Charbel Farhat is the Vivian Church Hoff Professor of Aircraft Structures in the School of Engineering at Stanford University, where from 2008 to 2023, he chaired the Department of Aeronautics and Astronautics. From 2022 to 2023, he chaired this department as the inaugural James and Anna Marie Spilker Chair of Aeronautics and Astronautics. He is also Professor in the Institute for Computational and Mathematical Engineering, and Director of the Stanford-King Abdulaziz City for Science and Technology Center of Excellence for Aeronautics and Astronautics. From 2017 to 2023, he served on the Space Technology Industry-Government-University Roundtable; from 2015 to 2019, he served on the United States Air Force Scientific Advisory Board (SAB); from 2008 to 2018, he served on the United States Bureau of Industry and Security's Emerging Technology and Research Advisory Committee (ETRAC) at the United States Department of Commerce; and from 2007 to 2018, he served as the Director of the Army High Performance Computing Research Center at Stanford University. He was designated by the US Navy recruiters as a Primary Key-Influencer and flew with the Blue Angels during Fleet Week 2014.
Denis Duboule is a Swiss-French biologist. He earned his PhD in Biology in 1984 and is currently Professor of Developmental Genetics and Genomics at the École polytechnique fédérale de Lausanne (EPFL) and at the Department of Genetics and Evolution of the University of Geneva. Since 2001, he is the Director of the Swiss National Research Center "Frontiers in Genetics" and since 2017, he is also a professor at the Collège de France. He has notably worked on Hox genes, a group of genes involved in the formation of the body plan and of the limbs.
Vinod K. Singh is a Rahula and Namita Gautam Chair Professor of Chemistry at IIT Kanpur. He is also the Director's Chair Professor at IISER Bhopal & adjunct Professor at NIPER Hyderabad.

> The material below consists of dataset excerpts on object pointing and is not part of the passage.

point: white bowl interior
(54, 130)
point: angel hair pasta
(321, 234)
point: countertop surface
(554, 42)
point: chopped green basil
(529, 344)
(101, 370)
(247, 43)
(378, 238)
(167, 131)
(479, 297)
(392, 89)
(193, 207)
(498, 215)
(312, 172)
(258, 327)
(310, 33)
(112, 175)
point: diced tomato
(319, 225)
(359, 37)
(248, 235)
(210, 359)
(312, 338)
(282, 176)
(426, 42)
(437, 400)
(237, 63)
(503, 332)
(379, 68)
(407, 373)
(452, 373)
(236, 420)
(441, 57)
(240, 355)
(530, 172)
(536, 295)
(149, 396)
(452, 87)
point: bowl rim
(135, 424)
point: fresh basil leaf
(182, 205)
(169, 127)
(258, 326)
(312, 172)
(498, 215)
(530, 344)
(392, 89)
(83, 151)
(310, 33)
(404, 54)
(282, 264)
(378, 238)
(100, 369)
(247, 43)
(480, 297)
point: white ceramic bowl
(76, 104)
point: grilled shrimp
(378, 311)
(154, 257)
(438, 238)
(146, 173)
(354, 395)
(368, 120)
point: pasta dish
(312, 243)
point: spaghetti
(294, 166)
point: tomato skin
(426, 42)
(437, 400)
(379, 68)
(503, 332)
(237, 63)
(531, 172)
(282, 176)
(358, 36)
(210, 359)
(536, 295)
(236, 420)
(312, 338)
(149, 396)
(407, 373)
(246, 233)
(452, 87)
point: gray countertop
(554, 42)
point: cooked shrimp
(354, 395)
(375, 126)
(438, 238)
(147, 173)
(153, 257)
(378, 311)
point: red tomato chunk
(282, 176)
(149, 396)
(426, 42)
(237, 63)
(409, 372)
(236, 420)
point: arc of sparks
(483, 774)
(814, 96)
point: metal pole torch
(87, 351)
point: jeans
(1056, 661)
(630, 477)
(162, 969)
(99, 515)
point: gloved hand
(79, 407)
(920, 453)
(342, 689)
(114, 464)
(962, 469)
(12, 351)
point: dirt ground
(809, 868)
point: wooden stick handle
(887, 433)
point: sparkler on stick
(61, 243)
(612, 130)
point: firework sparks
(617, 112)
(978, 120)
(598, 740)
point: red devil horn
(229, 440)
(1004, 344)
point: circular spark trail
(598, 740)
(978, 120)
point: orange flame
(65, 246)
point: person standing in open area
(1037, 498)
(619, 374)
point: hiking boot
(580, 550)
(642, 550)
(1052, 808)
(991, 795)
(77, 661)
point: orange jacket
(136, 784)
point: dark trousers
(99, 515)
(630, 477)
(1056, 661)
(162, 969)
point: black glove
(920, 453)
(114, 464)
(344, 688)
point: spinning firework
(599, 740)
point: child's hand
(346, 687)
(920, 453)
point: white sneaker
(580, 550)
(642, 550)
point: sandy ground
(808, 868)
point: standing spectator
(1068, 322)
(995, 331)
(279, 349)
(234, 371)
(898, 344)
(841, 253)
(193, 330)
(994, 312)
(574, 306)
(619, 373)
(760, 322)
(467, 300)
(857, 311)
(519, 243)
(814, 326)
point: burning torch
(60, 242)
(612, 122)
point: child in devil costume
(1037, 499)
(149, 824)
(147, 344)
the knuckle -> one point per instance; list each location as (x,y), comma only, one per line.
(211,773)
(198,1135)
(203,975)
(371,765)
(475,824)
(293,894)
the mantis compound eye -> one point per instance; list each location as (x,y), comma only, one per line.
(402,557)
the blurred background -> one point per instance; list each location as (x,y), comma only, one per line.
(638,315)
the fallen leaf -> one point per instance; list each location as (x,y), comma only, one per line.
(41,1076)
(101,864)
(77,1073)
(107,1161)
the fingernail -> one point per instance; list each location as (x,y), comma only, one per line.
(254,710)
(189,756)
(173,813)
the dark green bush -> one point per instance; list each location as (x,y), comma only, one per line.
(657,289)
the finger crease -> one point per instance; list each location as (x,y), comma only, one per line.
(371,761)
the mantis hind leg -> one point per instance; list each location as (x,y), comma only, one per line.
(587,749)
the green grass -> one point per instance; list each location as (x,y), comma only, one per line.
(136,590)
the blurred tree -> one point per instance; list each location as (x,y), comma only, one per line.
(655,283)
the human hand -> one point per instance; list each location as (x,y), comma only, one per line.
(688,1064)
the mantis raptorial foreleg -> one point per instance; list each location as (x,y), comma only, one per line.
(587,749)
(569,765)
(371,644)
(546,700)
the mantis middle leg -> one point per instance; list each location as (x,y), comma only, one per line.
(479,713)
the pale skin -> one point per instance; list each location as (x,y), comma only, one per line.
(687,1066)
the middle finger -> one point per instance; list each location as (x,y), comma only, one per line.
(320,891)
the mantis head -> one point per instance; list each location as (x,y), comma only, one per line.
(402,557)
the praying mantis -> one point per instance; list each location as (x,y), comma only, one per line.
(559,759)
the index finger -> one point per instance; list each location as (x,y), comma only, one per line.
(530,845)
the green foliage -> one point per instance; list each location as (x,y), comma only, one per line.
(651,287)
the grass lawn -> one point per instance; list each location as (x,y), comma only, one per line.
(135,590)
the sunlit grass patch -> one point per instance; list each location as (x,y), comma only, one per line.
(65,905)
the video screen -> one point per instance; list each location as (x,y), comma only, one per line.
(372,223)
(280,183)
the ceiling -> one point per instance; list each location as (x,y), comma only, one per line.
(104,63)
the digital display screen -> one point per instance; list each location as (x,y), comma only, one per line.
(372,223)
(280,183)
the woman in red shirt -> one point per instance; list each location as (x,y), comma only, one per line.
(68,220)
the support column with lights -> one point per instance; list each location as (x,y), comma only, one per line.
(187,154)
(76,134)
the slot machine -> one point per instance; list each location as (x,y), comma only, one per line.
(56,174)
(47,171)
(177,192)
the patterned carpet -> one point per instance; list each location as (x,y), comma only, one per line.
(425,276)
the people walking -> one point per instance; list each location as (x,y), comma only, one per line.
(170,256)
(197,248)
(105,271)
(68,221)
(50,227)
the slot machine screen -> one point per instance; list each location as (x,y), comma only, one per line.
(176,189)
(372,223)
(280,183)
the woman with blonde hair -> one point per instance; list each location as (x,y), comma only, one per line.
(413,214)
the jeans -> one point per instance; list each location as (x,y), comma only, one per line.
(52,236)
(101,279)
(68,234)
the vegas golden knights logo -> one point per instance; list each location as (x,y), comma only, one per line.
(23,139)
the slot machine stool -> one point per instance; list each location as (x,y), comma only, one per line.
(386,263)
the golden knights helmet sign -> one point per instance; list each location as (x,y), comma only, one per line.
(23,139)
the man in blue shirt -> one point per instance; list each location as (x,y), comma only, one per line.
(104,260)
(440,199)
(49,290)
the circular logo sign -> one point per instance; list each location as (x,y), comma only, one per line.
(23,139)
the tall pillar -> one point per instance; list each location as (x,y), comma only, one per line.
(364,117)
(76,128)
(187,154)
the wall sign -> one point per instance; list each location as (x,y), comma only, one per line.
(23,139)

He is currently the President, Chemical Research Society of India and the Chairman, Governing Council of IACS Kolkata.
K. Srinath Reddy is an Indian physician and the Former President of the Public Health Foundation of India and formerly headed the Department of Cardiology at All India Institute of Medical Sciences (AIIMS).
Yves Bréchet is a physicist, specialist of materials science, former High Commissioner for Atomic Energy of France, current Scientific Director of Saint Gobain, professor (part-time) at Monash University, and a member of the French Academy of Sciences.
Bruce William Stillman is a biochemist and cancer researcher who has served as the Director of Cold Spring Harbor Laboratory (CSHL) since 1994 and President since 2003. He also served as the Director of its NCI-designated Cancer Center for 25 years from 1992 to 2016. During his leadership, CSHL has been ranked as the No. 1 institution in molecular biology and genetics research by Thomson Reuters. Stillman's research focuses on how chromosomes are duplicated in human cells and in yeast Saccharomyces cerevisiae; the mechanisms that ensure accurate inheritance of genetic material from one generation to the next; and how missteps in this process lead to cancer. For his accomplishments, Stillman has received numerous awards, including the Alfred P. Sloan, Jr. Prize in 2004 and the 2010 Louisa Gross Horwitz Prize, both of which he shared with Thomas J. Kelly of Memorial Sloan-Kettering Cancer Center, as well as the 2019 Canada Gairdner International Award for biomedical research, which he shared with John Diffley.
Jamie Peck FRSC FAcSS is Canada Research Chair in Urban & Regional Political Economy and Professor of Geography at the University of British Columbia, Canada. He is the Managing Editor of Environment and Planning A and the convenor of the Summer Institute in Economic Geography.
Anne Buttimer was an Irish geographer. She was emeritus professor of geography at University College, Dublin.
Maria Dolors García Ramón is a Spanish geographer. She is emeritus professor of geography of the Autonomous University of Barcelona,
Antoine Bailly was a French-born Swiss geographer. He worked as a professor of geography in France, Canada, and Switzerland. He held a doctoral degree from Paris-Sorbonne University, as well as degrees from the University of Pennsylvania and the University of Franche-Comté.